Pit use put on hold
The City Council has suspended activities at the site known as the pit until policies governing liability insurance and other requirements are put in place.
City officials said they’ve had at least two requests to use the site in the next month, following the Dinner with a Side of Culture event held on Monday that drew a few hundred people.
City legal staff is reviewing a proposed application that prospective users of the pit would have to fill out to obtain a permit.
Officials said they want the pit to serve as a site that draws people downtown and don’t want to impose conditions that would make it too costly for users.
At the same time, they stressed that the city has to protect itself from lawsuits and other liabilities because the pit is public property.
“The biggest issue, from a legal standpoint, is the question about liability insurance. Generally, that is something we require of anyone that does business with the city,” said City Attorney JoAnne Carlyle.

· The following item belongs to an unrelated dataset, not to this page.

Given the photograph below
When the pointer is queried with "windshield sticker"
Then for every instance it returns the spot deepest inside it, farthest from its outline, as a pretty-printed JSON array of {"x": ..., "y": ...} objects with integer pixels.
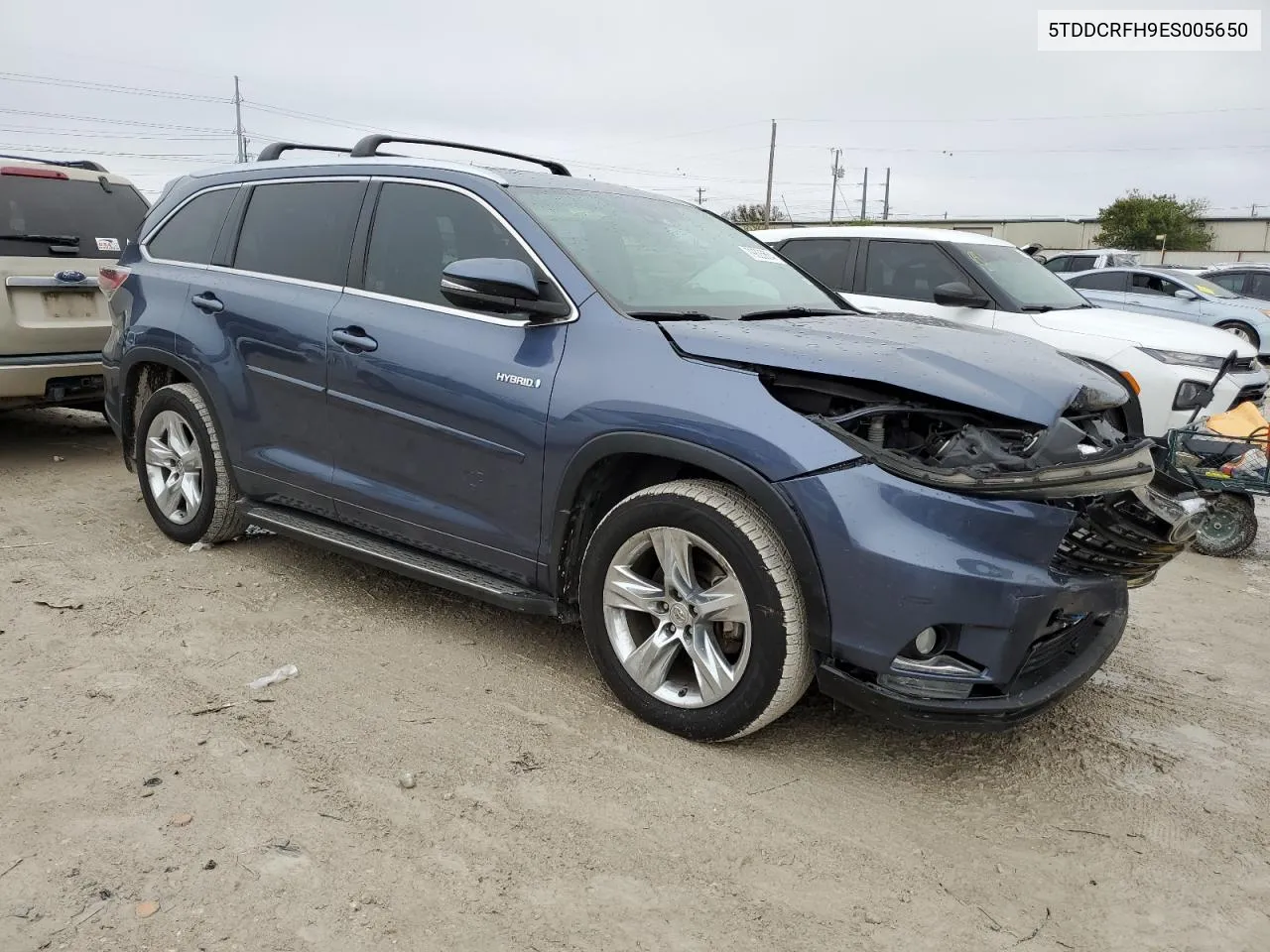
[{"x": 760, "y": 254}]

Officials said another issue with the site has to do with the fact that it is surrounded by private property. The city-owned portion comprises about three acres: the parking lot on W. High Avenue, a lower level that is accessible on Commerce Avenue and an area along a walkway to the site off N. Main Street.
“We have put up temporary fencing and will follow up with permanent fencing,” said interim City Manager Randy McCaslin. “We can’t put up fencing that will keep people off all the private property.”

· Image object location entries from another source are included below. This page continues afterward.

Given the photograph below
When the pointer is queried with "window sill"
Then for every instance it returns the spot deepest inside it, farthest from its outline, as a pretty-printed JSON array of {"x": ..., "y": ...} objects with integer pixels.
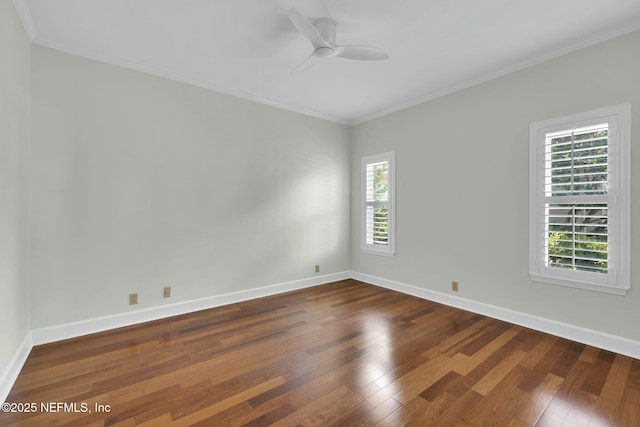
[
  {"x": 607, "y": 289},
  {"x": 377, "y": 252}
]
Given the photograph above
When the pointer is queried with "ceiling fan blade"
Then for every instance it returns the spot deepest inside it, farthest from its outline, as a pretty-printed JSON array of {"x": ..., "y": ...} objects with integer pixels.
[
  {"x": 361, "y": 53},
  {"x": 305, "y": 65},
  {"x": 307, "y": 29}
]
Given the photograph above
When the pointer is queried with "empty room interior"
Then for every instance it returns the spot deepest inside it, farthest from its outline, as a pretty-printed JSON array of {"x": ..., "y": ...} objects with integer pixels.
[{"x": 319, "y": 213}]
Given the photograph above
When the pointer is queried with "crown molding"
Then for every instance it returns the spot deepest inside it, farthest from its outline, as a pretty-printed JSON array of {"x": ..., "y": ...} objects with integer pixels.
[{"x": 27, "y": 20}]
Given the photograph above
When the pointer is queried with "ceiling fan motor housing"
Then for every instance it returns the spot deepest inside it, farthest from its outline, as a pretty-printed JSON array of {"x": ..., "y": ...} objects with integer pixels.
[{"x": 327, "y": 29}]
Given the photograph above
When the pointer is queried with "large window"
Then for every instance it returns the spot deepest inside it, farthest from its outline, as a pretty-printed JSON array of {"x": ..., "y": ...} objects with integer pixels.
[
  {"x": 378, "y": 232},
  {"x": 580, "y": 200}
]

Liability insurance could cost applicants from about $250 to as much as $700 if they want to serve alcohol at an event.
“Could the city take out a liability policy and make that part of the fee we charge?” asked Councilman Jason Ewing.

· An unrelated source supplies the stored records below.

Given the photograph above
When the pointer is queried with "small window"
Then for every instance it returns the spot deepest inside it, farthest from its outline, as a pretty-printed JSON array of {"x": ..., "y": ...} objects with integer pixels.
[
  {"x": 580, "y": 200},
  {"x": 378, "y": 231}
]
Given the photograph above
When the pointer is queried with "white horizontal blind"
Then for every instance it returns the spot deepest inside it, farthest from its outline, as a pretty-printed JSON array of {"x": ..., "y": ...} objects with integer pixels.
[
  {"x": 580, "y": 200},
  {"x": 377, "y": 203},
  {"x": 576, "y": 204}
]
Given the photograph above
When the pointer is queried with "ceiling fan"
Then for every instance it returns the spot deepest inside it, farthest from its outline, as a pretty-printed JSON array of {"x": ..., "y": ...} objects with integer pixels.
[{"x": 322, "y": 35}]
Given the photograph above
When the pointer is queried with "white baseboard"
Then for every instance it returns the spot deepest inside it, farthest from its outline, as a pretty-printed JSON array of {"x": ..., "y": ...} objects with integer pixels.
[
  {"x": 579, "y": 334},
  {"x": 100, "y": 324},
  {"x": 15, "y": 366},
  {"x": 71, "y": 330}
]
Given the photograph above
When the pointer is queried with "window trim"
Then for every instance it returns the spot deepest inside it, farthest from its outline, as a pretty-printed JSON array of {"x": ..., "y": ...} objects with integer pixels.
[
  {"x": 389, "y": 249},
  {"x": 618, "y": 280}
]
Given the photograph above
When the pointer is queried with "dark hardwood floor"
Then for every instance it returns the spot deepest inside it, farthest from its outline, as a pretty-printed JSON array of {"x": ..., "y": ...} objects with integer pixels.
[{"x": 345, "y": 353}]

Council members said they hoped the pit permit application will be ready for their review and possible adoption as soon as next week.
“I think we need a space, but I think we have to have something in place and, until then, you can’t use it,” said Councilwoman Judy Mendenhall. “We have a responsibility to protect the city the best we can.”
Ryan Saunders, who said he has been working for a year to get city approval to use the pit, said the new requirements are another example of the city imposing obstacles that stifle revitalization efforts.
“The type of event we had on Monday under this policy wouldn’t be possible because of the types of expenses you would incur in the application process,” he said. “A free movie in the park or a community picnic or anything like that, it’s really unfair to ask private citizens to incur those costs because there’s no way they could recoup it.”